California enacted AB 51, with an effective date of January 1, 2020, to protect employees from the perceived horrors of “forced arbitration.” The law broadly prohibited employers from requiring applicants and employees to enter arbitration agreements as a condition of employment or continued employment. Employers that violated AB 51 could be subjected to both civil and criminal sanctions. In an effort to avoid FAA preemption concerns, the bill was drafted to only penalize the formation of arbitration agreements, not the enforceability of these agreements. In other words, employers could be subjected to criminal and civil penalties for requiring an employee to enter an arbitration agreement, even though the agreement itself could still be enforced.
The U.S. Chamber of Commerce quickly filed a lawsuit challenging the law, and in early 2020, a California district court enjoined the enforcement of AB 51. The State of California appealed and, in 2021, the Ninth Circuit reversed the district court and held that the FAA did not preempt AB 51. However, the Ninth Circuit subsequently withdrew this opinion and has now issued a new opinion affirming the district court and holding that the FAA does preempt AB 51 entirely.

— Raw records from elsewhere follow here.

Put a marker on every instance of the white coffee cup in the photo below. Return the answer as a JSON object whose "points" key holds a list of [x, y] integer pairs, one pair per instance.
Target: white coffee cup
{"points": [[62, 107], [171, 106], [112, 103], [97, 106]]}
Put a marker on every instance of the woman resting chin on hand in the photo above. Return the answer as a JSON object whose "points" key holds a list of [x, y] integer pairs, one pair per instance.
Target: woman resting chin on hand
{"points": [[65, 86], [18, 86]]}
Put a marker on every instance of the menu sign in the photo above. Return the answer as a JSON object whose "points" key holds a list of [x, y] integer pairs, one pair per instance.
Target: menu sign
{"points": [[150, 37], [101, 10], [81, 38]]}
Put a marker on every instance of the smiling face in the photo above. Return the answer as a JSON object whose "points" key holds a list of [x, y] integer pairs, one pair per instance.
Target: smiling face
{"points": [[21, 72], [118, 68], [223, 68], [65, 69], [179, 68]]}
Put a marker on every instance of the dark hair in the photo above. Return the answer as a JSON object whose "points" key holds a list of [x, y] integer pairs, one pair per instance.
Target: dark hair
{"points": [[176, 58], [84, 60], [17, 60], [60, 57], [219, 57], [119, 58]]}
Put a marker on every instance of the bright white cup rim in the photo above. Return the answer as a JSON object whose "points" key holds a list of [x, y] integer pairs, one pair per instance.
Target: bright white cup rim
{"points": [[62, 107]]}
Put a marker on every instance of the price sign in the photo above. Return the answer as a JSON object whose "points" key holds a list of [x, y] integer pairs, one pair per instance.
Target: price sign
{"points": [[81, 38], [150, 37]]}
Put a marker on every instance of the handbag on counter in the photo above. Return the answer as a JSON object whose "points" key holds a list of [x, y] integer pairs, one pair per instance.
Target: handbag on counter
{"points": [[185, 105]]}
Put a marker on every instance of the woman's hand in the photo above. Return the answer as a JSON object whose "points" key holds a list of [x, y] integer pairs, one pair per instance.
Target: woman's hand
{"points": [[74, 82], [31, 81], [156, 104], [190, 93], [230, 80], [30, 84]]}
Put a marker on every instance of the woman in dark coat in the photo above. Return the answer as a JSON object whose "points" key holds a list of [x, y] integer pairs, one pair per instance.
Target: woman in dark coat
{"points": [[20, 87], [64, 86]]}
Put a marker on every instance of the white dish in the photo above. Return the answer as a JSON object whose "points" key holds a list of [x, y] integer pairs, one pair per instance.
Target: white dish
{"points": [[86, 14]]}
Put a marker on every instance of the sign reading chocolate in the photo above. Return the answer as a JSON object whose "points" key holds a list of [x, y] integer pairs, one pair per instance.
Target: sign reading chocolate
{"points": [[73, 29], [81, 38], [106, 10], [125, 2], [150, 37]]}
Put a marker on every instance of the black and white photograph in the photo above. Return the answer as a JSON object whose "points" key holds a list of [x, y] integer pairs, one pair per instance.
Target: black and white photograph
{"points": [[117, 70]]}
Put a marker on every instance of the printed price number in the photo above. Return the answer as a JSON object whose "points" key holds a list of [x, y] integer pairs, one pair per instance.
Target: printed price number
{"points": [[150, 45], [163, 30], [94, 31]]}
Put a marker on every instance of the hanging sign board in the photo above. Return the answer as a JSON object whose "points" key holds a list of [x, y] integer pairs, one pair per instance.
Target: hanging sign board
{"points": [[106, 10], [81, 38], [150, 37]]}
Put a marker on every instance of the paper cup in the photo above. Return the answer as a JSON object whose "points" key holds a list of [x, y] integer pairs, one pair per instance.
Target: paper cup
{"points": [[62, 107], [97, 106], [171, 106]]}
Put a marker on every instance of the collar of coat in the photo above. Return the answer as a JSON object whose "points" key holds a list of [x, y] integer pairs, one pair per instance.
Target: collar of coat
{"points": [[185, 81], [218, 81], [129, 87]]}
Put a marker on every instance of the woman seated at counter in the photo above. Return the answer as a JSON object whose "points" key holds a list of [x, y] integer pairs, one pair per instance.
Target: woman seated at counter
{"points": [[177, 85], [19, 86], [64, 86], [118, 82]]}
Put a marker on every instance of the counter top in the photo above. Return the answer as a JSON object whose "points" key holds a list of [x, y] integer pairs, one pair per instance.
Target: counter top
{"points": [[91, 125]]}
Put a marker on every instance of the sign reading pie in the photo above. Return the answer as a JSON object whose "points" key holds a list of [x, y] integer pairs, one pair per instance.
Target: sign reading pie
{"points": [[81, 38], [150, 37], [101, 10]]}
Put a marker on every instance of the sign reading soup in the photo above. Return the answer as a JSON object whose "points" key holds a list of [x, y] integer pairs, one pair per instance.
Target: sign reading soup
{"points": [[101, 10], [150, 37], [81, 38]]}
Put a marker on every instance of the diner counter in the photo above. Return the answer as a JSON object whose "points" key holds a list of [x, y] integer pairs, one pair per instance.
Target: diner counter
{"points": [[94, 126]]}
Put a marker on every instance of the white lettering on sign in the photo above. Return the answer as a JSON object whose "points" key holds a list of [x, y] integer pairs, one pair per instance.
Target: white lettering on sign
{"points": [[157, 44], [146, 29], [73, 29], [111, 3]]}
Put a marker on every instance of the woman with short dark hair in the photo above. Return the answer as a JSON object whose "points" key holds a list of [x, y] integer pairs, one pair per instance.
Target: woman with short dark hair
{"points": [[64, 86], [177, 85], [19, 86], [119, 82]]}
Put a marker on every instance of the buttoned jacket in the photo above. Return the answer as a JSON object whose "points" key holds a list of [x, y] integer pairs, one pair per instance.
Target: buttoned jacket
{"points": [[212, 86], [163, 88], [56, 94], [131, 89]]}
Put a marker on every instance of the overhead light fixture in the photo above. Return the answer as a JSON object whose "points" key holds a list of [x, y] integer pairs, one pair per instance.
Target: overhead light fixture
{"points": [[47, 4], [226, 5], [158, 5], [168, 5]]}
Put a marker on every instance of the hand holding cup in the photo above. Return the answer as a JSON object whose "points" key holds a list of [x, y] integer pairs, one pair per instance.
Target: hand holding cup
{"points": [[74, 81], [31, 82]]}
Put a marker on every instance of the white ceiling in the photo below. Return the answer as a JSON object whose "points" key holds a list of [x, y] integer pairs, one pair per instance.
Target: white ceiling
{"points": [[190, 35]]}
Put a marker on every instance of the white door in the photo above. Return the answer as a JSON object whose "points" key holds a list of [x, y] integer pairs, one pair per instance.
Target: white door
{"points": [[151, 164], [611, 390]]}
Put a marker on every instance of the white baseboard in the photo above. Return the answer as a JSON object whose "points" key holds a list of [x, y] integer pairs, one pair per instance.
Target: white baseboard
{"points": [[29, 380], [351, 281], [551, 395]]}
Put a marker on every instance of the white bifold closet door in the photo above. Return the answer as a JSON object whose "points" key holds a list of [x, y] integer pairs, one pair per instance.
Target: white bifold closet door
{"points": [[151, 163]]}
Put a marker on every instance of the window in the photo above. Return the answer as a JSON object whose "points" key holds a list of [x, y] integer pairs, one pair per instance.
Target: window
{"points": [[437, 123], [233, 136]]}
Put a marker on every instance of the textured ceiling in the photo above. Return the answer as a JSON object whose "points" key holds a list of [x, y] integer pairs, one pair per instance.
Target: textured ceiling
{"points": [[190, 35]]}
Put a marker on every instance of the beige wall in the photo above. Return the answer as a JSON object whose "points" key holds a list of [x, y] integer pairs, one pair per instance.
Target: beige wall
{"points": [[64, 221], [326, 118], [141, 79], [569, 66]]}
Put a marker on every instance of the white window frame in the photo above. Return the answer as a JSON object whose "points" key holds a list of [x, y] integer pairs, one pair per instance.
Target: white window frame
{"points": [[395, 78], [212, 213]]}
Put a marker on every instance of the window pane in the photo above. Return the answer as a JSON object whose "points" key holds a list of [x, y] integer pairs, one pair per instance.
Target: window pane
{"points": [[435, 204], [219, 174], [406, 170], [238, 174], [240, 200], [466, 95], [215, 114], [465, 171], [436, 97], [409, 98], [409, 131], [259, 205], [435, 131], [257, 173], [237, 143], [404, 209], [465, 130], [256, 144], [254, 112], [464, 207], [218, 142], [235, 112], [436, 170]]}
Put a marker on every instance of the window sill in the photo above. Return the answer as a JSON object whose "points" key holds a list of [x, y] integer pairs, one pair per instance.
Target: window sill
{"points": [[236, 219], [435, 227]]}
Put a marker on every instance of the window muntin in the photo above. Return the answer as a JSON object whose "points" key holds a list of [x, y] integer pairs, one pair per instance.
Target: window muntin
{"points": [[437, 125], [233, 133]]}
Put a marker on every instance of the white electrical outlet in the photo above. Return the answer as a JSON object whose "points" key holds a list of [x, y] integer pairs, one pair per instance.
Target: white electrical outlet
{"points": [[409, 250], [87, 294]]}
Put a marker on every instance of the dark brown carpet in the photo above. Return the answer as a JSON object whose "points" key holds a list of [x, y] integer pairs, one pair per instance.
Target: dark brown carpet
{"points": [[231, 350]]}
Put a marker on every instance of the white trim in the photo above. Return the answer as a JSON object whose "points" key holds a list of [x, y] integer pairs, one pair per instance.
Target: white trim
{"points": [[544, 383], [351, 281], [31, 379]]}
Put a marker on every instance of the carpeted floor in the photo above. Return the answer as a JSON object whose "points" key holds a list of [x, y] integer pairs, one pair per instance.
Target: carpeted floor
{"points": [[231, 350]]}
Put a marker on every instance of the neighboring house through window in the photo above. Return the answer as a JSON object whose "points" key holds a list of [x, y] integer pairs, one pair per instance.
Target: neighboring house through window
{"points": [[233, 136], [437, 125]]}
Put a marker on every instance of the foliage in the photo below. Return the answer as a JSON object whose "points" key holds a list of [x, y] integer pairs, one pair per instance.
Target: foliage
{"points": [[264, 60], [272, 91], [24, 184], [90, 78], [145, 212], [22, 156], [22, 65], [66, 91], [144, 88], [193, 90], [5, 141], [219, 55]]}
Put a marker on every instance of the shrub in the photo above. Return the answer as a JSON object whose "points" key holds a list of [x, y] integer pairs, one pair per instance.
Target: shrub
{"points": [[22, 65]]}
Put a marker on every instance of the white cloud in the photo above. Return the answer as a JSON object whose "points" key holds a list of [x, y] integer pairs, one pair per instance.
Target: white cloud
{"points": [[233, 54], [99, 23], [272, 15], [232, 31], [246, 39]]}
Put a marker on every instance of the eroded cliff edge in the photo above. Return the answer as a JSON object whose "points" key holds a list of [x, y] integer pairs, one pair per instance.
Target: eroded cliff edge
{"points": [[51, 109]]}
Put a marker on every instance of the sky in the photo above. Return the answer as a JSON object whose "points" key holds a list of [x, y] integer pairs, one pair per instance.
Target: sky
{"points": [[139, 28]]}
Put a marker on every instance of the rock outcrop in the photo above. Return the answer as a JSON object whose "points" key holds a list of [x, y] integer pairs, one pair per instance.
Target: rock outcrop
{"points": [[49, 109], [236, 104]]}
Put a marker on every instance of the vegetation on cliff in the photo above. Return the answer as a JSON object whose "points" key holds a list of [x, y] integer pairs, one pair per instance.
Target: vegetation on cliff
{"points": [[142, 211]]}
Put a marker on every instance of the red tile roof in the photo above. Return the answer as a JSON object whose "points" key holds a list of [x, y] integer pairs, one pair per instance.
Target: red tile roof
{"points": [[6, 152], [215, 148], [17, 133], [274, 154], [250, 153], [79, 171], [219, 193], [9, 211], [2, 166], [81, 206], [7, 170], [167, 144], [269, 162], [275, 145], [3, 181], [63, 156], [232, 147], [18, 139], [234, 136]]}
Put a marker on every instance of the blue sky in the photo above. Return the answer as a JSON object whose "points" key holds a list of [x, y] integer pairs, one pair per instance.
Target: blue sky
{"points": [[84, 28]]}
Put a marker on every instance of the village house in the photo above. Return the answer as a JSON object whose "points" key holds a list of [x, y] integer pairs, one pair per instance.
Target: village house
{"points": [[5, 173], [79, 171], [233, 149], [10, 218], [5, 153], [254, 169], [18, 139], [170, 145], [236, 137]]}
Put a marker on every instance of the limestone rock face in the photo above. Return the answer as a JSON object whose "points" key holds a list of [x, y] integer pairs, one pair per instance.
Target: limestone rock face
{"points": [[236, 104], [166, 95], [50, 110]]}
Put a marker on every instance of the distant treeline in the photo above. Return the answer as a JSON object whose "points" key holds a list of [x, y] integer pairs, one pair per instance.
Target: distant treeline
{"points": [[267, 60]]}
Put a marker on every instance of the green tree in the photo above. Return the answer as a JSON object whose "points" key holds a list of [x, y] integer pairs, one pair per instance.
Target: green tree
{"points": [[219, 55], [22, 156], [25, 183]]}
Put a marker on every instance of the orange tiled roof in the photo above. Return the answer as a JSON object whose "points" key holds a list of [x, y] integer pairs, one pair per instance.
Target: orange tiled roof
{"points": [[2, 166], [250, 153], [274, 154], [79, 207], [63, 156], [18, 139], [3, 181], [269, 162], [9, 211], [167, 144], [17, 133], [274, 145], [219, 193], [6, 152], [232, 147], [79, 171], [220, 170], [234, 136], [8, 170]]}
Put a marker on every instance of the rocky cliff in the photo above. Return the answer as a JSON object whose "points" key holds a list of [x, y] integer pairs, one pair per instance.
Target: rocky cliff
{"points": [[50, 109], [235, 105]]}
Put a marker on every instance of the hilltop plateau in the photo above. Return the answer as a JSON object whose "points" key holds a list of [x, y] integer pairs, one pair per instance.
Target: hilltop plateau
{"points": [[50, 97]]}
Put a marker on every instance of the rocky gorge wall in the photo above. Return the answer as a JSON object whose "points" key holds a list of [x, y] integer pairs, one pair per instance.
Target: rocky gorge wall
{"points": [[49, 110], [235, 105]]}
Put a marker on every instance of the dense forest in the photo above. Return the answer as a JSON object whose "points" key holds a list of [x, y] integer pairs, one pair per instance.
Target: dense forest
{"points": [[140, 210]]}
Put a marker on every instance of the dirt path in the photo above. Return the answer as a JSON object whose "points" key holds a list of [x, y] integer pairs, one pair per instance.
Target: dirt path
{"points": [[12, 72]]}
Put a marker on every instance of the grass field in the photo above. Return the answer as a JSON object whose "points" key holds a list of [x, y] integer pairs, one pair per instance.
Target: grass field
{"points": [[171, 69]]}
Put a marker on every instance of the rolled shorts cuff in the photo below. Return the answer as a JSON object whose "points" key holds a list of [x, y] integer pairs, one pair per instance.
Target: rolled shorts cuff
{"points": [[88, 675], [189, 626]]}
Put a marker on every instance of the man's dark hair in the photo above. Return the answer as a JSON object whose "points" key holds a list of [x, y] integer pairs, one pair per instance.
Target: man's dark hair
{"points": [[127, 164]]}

In the opinion issued on February 15, 2023, the Ninth Circuit explained that, in addition to preempting state laws affecting the enforceability of arbitration agreements, the FAA also preempts state laws that discriminate against the formation of arbitration agreements. Applying this reasoning to AB 51, the Ninth Circuit held that the law’s imposition of civil and criminal penalties for forming an arbitration agreement imposes severe burdens on arbitration agreements that do not apply to contracts generally. As a result, the Ninth Circuit held the FAA preempts AB 51 in its entirety because the law’s “deterrence of an employer’s willingness to enter into an arbitration agreement is antithetical to the FAA’s ‘liberal federal policy favoring arbitration agreements.’”
The Ninth Circuit’s complete abrogation of AB 51 clears the path for Golden State employers to continue issuing mandatory arbitration agreements to their workforce. However, employers should keep abreast of subsequent developments because this case could be reviewed again if the State of California requests review of the decision by the full Ninth Circuit or seeks review of this decision by the U.S. Supreme Court.
In the meantime, employers should consider consulting with counsel to review existing arbitration agreements to confirm that they: (1) are not vulnerable to challenges based on unconscionability or other generally applicable contract defenses; (2) include class action waivers; (3) require employees to arbitrate their individual California Private Attorneys General Act claims; and (4) include carve outs for sexual harassment and sexual assault claims.